セミナーで学んだエンディングノートの項目は、自分の人生を整理するためにとても理にかなっていました。

  1. 自分自身を見つめる:プロフィール、仕事、趣味、家族や友人と職場の年表を作り、過去を振り返りながら、これからやりたいことを考える。
  2. 大切な人へのメッセージ:両親や祖父母から受け継いだもの、家族や友人への想い、家系図の作成。
  3. 私の財産:貯金、クレジットカード、株式、保険、不動産などの管理。
  4. いざというときに:病気や介護になった際の告知や延命治療について。
  5. お葬式について:葬儀の形式、知らせてほしい人、お墓や仏壇の希望。

「死」を準備することで、今日が輝き出す

セミナーで一番心に響いたのは、「エンディングノートは、自分の棚卸しをして、今後の生き方を考えるためのもの」という言葉でした。

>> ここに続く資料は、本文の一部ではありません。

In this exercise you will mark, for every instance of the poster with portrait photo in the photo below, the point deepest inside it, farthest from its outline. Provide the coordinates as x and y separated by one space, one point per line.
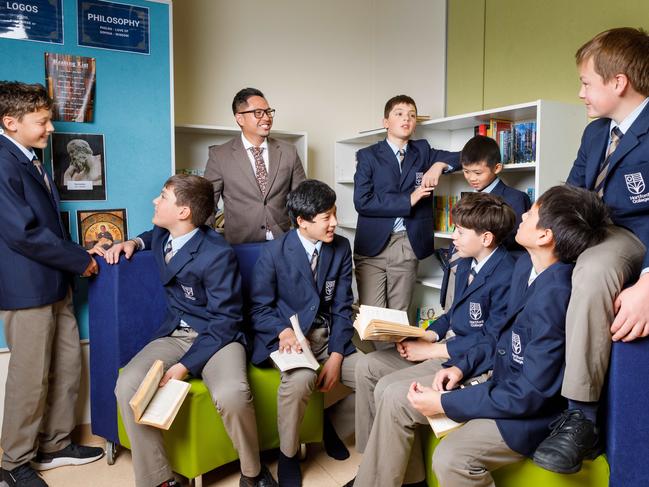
103 227
79 166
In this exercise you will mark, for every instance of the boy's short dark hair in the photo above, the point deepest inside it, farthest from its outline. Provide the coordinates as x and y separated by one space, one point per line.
623 50
480 148
18 99
484 212
394 101
241 99
577 217
309 199
195 192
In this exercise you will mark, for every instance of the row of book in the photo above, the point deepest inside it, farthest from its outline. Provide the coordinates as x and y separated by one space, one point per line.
517 140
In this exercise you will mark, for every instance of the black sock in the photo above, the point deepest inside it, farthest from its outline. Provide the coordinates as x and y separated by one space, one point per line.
588 408
334 446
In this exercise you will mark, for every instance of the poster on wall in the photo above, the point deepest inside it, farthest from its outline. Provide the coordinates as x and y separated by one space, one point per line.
101 227
114 26
71 84
33 20
78 165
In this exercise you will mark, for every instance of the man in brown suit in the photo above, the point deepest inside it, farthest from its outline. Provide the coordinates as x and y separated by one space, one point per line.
254 173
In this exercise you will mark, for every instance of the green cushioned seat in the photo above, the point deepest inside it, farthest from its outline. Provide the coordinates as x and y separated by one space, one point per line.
527 474
197 441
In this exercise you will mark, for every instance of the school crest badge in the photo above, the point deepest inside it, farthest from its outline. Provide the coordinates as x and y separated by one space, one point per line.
634 183
475 311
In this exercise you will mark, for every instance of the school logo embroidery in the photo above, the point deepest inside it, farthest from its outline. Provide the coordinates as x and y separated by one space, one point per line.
475 311
189 292
329 289
634 183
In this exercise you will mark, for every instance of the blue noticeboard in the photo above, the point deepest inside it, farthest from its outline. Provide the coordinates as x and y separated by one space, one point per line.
115 26
33 20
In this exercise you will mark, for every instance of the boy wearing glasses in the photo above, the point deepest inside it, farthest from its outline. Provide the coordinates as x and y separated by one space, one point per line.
253 173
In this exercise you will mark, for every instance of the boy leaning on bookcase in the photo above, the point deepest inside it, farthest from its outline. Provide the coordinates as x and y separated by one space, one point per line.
201 333
483 221
508 415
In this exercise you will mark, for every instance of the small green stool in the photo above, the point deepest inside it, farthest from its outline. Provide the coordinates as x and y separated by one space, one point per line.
197 441
528 474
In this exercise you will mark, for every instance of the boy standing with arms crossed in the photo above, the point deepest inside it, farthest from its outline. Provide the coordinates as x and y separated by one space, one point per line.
38 262
613 161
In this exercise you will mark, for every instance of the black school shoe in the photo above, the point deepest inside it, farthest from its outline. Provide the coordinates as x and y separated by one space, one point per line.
72 454
573 439
264 479
23 476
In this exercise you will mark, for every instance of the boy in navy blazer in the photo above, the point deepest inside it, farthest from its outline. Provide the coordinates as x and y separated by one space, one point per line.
613 161
37 265
480 159
392 184
483 221
201 334
308 272
508 416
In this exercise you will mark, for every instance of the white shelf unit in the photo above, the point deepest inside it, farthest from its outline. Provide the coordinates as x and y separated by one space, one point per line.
193 141
558 132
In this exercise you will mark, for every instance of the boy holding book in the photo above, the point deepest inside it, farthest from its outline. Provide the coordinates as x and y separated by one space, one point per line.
201 334
308 272
483 221
508 415
392 184
37 265
613 162
481 165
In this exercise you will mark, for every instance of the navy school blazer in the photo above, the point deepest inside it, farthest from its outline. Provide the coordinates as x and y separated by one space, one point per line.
37 258
524 393
382 194
479 310
203 288
283 285
626 188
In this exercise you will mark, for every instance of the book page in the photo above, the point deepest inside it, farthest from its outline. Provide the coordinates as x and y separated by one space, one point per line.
147 389
165 404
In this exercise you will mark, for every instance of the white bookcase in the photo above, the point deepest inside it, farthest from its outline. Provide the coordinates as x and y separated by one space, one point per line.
193 141
558 133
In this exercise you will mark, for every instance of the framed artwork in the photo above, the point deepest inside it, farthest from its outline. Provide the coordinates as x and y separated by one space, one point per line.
102 227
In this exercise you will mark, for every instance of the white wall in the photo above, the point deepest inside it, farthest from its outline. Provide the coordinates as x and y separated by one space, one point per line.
326 66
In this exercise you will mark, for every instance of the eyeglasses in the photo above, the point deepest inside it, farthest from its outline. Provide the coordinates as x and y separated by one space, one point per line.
259 113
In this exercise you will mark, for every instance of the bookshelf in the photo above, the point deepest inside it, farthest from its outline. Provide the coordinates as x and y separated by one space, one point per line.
558 132
193 141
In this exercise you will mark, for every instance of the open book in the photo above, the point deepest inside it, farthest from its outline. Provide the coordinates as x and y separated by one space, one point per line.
287 361
386 325
158 406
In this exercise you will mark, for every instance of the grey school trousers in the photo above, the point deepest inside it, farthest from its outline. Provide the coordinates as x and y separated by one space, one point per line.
42 380
225 376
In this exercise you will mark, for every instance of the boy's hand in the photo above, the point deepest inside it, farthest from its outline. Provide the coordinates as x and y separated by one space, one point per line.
330 372
425 400
632 312
431 177
92 268
177 371
288 342
112 254
447 379
419 193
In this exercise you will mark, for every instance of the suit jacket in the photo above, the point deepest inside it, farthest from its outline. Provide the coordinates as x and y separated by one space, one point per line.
283 285
524 393
382 194
247 211
37 258
478 310
626 188
203 288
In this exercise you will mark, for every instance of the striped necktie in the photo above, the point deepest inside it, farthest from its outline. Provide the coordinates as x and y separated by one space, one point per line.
616 135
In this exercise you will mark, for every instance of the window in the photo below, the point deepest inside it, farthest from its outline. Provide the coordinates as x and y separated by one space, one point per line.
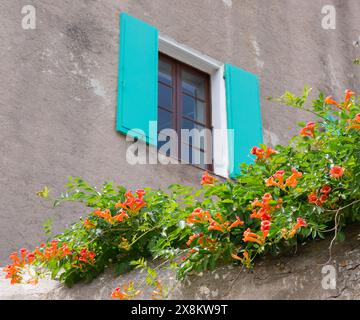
184 103
179 98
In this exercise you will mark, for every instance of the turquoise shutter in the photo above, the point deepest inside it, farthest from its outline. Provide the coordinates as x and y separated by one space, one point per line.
243 116
138 76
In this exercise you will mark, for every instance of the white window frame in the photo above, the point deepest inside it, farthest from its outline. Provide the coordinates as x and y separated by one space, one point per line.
215 69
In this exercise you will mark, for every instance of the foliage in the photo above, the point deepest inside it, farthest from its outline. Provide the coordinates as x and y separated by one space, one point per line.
288 194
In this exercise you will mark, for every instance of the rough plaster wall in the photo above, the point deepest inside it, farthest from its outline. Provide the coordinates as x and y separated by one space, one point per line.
296 275
58 87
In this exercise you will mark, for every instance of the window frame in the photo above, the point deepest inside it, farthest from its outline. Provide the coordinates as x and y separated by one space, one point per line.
177 108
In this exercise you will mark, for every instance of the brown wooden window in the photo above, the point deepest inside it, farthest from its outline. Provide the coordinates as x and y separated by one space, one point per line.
184 103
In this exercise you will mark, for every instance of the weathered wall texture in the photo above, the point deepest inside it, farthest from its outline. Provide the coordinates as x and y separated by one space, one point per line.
292 276
58 87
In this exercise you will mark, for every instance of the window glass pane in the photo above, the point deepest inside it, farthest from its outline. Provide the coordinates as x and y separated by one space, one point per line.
164 120
193 109
165 72
165 96
193 85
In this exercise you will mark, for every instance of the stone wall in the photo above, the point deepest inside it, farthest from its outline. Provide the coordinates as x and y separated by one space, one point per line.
297 275
58 87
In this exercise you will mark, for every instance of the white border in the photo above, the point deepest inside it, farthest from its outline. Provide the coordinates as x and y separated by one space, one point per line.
215 68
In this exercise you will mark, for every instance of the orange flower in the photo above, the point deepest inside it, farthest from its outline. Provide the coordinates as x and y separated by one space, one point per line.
265 211
277 180
355 123
88 224
128 293
348 95
300 222
265 227
337 172
132 204
308 130
86 256
198 216
249 236
121 216
269 151
215 226
238 222
118 294
260 153
19 261
331 101
207 179
292 180
323 198
193 237
312 197
245 260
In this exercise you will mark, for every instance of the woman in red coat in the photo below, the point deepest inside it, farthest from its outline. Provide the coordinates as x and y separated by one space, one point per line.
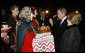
25 32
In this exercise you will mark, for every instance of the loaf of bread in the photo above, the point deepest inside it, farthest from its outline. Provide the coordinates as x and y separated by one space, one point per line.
43 29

最近は、子供にお金を残さないという選択をする人も増えているそうです。

「自分のお金をどう使うか」を考えるのは、とても贅沢で、前向きな時間なのかもしれません。

夫はエンディングノートを残してはくれませんでした。でも、彼が遺してくれたこの「遺品整理の苦労」という経験そのものが、私にとっての教訓です。

私は夫のように余命宣告を受けるかどうかもわかりません。急に逝ってしまうかもしれない。だからこそ、今、書くのです。

自分の最期を思い描くことは、決して怖いことではありませんでした。 むしろ、いつか来る終わりを意識することで、「今日一日を、もっと大事に生きよう」と背筋が伸びるような気がしています。

さあ、まずはノートを開いて、自分の人生を書き出してみようと思います。